Avish P. Sharma, Philo U. Saunders, Laura A. Garvican-Lewis, Brad Clark, Jamie Stanley, Eileen Y. Robertson, and Kevin G. Thompson
To determine the effect of training at 2100-m natural altitude on running speed (RS) during training sessions over a range of intensities relevant to middle-distance running performance.
In an observational study, 19 elite middle-distance runners (mean ± SD age 25 ± 5 y, VO2max, 71 ± 5 mL · kg–1 · min–1) completed either 4–6 wk of sea-level training (CON, n = 7) or a 4- to 5-wk natural altitude-training camp living at 2100 m and training at 1400–2700 m (ALT, n = 12) after a period of sea-level training. Each training session was recorded on a GPS watch, and athletes also provided a score for session rating of perceived exertion (sRPE). Training sessions were grouped according to duration and intensity. RS (km/h) and sRPE from matched training sessions completed at sea level and 2100 m were compared within ALT, with sessions completed at sea level in CON describing normal variation.
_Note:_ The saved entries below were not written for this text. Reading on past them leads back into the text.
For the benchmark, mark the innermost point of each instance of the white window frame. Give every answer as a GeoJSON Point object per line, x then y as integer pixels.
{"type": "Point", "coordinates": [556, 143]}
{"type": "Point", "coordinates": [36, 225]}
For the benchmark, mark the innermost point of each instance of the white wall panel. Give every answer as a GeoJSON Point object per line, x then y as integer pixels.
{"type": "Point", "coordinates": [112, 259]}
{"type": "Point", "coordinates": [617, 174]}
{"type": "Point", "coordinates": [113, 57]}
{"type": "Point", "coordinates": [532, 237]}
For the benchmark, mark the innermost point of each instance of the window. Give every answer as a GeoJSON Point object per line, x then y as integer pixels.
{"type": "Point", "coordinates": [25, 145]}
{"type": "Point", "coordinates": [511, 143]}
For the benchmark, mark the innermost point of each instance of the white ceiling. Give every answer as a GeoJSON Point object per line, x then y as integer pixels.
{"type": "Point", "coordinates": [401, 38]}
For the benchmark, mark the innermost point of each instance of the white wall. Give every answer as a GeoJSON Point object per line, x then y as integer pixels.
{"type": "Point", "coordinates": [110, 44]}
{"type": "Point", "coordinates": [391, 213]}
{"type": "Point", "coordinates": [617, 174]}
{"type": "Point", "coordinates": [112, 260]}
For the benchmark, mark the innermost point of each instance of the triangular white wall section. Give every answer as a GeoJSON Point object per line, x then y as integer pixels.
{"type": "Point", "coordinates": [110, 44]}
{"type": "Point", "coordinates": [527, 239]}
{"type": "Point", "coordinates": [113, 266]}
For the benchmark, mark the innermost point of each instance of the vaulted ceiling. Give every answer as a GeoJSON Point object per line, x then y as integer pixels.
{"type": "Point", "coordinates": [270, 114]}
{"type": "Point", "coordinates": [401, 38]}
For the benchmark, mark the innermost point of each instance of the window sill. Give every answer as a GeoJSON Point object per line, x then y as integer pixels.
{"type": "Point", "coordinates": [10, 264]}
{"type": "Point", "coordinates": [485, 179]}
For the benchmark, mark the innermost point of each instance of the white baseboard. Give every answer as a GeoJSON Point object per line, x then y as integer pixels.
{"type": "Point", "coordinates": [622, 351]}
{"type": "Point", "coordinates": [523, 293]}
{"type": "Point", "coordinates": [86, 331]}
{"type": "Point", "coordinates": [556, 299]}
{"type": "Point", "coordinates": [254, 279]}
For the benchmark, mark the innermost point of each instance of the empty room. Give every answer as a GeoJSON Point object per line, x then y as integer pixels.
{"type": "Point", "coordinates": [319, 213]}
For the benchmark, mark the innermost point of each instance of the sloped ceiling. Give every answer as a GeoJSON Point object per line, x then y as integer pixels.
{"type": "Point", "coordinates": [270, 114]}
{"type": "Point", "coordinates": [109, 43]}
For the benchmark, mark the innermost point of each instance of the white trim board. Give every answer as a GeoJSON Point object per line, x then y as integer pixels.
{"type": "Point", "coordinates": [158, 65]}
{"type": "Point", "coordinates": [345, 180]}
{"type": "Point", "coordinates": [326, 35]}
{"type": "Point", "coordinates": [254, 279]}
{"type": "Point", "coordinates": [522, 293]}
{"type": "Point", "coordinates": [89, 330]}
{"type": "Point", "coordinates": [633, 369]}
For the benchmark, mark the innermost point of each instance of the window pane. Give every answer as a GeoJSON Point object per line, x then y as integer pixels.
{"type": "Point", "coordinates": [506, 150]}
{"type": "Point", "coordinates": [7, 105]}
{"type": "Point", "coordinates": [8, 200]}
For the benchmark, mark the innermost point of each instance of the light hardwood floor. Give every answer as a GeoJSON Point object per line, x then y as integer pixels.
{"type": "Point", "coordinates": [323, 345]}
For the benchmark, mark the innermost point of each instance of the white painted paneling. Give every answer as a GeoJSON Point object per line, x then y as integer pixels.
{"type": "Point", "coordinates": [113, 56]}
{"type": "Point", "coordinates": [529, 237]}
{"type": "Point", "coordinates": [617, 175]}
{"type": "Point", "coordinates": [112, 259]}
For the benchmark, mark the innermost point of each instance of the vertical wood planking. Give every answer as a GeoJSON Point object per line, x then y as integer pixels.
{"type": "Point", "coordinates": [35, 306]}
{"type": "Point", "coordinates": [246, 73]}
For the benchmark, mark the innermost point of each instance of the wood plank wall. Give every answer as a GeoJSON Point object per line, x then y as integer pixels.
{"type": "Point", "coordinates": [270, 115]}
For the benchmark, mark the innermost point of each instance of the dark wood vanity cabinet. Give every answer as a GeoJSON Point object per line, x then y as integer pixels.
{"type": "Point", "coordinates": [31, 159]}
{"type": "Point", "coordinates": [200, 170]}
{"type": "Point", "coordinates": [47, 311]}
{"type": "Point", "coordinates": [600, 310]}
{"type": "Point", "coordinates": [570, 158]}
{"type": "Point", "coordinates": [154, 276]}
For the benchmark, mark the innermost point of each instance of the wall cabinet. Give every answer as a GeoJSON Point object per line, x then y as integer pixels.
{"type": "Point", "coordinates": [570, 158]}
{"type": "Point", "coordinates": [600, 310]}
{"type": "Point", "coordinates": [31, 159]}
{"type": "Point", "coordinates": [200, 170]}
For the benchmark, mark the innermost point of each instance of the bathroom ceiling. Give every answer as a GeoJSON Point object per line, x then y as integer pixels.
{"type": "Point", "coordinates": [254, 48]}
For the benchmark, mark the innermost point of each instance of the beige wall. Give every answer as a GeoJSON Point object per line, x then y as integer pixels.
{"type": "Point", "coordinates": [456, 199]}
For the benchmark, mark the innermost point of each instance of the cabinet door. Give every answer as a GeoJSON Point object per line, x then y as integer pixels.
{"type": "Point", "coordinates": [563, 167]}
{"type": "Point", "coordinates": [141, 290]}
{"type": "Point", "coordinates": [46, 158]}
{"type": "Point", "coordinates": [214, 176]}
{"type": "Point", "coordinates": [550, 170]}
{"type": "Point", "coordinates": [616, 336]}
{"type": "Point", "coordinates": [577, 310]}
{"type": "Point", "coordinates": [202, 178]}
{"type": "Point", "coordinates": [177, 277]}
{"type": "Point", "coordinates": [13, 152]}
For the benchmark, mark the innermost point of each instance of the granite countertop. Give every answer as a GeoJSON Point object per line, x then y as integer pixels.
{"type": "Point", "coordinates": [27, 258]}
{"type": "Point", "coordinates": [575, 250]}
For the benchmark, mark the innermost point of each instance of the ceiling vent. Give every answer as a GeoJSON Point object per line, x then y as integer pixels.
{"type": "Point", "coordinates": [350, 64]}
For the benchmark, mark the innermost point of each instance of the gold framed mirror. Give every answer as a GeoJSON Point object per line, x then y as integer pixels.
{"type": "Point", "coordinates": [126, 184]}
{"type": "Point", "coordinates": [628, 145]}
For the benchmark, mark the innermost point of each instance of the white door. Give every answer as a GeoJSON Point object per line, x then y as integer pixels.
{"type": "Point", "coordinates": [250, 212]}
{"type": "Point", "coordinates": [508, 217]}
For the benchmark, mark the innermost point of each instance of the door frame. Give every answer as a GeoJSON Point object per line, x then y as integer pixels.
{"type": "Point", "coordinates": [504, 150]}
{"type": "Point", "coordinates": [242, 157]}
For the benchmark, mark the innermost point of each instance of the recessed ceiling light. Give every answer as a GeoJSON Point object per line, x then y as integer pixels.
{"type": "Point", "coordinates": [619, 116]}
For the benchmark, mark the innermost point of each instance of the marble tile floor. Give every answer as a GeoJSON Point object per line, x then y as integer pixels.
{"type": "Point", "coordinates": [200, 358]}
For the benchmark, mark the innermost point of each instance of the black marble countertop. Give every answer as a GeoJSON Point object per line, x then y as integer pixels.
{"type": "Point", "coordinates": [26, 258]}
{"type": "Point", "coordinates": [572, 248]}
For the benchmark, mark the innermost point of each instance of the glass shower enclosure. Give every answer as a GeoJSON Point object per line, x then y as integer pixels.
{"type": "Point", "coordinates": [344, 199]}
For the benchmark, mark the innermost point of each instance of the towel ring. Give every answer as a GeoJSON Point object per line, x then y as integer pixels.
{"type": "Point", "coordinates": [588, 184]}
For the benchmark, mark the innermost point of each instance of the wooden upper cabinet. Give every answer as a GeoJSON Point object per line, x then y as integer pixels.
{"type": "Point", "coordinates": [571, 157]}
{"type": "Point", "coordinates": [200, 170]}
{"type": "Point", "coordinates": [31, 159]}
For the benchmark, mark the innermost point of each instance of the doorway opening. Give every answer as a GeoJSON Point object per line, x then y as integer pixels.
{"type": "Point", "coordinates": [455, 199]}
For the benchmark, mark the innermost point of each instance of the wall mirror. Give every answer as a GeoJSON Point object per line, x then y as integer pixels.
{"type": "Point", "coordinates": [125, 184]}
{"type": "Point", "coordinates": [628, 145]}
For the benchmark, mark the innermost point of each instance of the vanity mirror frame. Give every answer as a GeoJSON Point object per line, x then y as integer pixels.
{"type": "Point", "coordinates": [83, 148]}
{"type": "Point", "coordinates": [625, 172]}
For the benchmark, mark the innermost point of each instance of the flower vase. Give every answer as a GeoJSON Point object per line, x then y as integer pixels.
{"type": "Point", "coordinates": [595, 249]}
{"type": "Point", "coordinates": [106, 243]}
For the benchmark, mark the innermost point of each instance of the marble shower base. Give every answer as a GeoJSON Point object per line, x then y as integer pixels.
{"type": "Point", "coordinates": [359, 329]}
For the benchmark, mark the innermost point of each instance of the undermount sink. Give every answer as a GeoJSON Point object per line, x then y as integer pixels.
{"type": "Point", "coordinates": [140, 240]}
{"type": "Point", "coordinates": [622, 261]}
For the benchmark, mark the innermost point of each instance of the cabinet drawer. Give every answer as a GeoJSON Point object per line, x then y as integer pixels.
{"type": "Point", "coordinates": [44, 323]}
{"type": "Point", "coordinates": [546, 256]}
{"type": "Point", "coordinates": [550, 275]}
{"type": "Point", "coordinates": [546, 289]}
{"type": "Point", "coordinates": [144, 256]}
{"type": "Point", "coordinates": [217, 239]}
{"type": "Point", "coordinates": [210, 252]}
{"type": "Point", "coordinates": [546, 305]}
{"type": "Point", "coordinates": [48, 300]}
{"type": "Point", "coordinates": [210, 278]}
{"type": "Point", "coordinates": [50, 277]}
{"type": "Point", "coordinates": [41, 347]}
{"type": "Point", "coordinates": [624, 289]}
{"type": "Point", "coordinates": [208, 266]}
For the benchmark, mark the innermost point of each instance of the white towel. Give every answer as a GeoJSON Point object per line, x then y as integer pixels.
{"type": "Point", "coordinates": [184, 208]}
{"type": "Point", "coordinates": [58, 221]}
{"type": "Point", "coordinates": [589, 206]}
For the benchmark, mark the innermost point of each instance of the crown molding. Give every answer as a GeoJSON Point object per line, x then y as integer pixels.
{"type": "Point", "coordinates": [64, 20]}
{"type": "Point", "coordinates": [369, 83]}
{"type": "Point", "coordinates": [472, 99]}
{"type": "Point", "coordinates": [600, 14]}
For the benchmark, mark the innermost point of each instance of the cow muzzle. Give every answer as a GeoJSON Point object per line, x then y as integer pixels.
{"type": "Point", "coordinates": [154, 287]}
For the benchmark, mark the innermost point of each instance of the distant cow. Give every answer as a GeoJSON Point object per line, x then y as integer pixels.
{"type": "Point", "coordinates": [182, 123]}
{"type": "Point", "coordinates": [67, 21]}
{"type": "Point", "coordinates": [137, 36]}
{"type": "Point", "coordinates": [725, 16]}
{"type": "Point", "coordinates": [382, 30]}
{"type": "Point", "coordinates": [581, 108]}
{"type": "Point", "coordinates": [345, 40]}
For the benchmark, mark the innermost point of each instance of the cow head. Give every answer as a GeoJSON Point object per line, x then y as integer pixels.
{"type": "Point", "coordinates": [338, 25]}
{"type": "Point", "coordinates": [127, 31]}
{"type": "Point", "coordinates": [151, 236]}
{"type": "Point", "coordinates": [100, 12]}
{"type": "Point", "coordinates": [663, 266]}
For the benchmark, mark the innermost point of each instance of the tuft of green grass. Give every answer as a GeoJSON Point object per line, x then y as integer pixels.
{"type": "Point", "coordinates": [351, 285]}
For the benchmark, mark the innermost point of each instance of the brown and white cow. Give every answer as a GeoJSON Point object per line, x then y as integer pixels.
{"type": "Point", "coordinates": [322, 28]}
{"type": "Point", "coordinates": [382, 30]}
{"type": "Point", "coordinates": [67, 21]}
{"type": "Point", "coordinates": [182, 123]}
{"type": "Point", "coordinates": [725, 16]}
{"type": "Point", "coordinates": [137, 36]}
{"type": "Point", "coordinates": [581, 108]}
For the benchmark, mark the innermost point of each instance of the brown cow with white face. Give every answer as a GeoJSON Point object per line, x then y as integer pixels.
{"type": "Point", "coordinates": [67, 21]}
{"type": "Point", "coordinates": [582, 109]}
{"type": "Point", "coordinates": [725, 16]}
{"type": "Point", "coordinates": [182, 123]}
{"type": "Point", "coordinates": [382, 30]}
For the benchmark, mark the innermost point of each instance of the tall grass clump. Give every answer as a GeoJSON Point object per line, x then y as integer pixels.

In ALT, RS was reduced at altitude compared with sea level, with the greatest decrements observed during threshold- and VO2max-intensity sessions (5.8% and 3.6%, respectively). Velocity of low-intensity and race-pace sessions completed at a lower altitude (1400 m) and/or with additional recovery was maintained in ALT, though at a significantly greater sRPE (P = .04 and .05, respectively). There was no change in velocity or sRPE at any intensity in CON.
RS in elite middle-distance athletes is adversely affected at 2100-m natural altitude, with levels of impairment dependent on the intensity of training. Maintenance of RS at certain intensities while training at altitude can result in a higher perceived exertion.